Methanogenium frigidum

Scientific classification
- Domain: Archaea
- Kingdom: Methanobacteriati
- Phylum: Methanobacteriota
- Class: "Methanomicrobia"
- Order: Methanomicrobiales
- Family: Methanomicrobiaceae
- Genus: Methanogenium
- Species: M. frigidum
- Binomial name: Methanogenium frigidum Franzmann et al., 1997

= Methanogenium frigidum =

- Authority: Franzmann et al., 1997

Species of archaeon

Methanogenium frigidum is a psychrophilic, H2-using methanogen from Ace Lake, Antarctica.

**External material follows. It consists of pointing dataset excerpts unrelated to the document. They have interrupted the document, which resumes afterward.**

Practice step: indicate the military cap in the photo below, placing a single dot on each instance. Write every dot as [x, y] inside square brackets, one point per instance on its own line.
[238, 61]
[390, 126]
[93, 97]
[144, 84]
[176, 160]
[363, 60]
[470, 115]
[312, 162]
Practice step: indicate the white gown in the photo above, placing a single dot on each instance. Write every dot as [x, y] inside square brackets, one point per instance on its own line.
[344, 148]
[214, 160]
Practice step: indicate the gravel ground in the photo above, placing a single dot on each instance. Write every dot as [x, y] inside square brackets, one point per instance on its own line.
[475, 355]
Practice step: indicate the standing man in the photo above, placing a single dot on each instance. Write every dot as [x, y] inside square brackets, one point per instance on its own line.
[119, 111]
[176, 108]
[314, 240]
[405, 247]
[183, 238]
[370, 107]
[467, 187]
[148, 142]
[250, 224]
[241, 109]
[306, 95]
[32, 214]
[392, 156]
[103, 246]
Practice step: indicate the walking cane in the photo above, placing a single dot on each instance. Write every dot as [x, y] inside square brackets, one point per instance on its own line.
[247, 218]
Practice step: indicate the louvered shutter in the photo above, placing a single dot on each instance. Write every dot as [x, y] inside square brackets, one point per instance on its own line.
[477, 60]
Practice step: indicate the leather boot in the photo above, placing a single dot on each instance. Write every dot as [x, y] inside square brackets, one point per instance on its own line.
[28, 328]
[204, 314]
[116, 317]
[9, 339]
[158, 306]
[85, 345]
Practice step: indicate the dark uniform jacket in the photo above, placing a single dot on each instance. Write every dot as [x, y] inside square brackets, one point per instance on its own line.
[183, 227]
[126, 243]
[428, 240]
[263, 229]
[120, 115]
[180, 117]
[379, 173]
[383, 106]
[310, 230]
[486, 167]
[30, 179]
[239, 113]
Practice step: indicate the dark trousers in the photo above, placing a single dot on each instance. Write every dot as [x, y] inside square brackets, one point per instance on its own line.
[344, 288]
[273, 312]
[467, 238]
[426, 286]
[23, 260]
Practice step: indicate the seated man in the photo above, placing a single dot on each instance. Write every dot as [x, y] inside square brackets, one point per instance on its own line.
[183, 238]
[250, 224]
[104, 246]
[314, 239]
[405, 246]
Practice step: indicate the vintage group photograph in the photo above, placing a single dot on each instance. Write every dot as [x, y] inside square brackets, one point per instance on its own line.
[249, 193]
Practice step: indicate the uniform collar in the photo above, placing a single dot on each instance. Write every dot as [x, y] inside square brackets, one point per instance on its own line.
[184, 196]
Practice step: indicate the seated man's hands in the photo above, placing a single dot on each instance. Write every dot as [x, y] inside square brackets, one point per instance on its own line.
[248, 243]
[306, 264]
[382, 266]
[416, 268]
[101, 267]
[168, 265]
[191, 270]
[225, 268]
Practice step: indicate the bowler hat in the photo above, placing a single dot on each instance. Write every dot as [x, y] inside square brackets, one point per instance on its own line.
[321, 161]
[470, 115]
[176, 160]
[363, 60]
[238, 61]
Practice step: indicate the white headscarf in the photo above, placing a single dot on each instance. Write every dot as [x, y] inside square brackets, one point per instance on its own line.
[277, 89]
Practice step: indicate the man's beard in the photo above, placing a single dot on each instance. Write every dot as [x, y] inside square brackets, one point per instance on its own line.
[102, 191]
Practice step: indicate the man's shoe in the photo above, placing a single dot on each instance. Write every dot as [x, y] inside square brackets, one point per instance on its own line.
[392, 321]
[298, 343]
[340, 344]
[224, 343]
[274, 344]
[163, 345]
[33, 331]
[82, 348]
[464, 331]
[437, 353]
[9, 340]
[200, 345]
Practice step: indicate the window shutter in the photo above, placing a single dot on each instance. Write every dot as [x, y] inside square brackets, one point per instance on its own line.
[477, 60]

==Description and metabolism==
Cells are psychrophilic, irregular, slightly halophilic and non-motile coccoids (diameter 1.2 to 2.5 μm). They require salt to grow. They prefer low temperatures: their optimal temperature is 15 °C, and they cannot grow at 18 °C–20 °C. They reduce carbon dioxide with hydrogen to produce methane, but it may be possible that they use other substrates as well. One experiment showed that these cells grow best in the presence of yeast extract.

==Genome==

The genome of this species differs from those of archaea that prefer higher temperatures. It contains more polar amino acids, particularly Gln and Thr, and fewer non-polar ones, particularly Leu. Unlike hyperthermophiles, in psychrophiles, the GC content is the most important factor to the stability of the tRNA.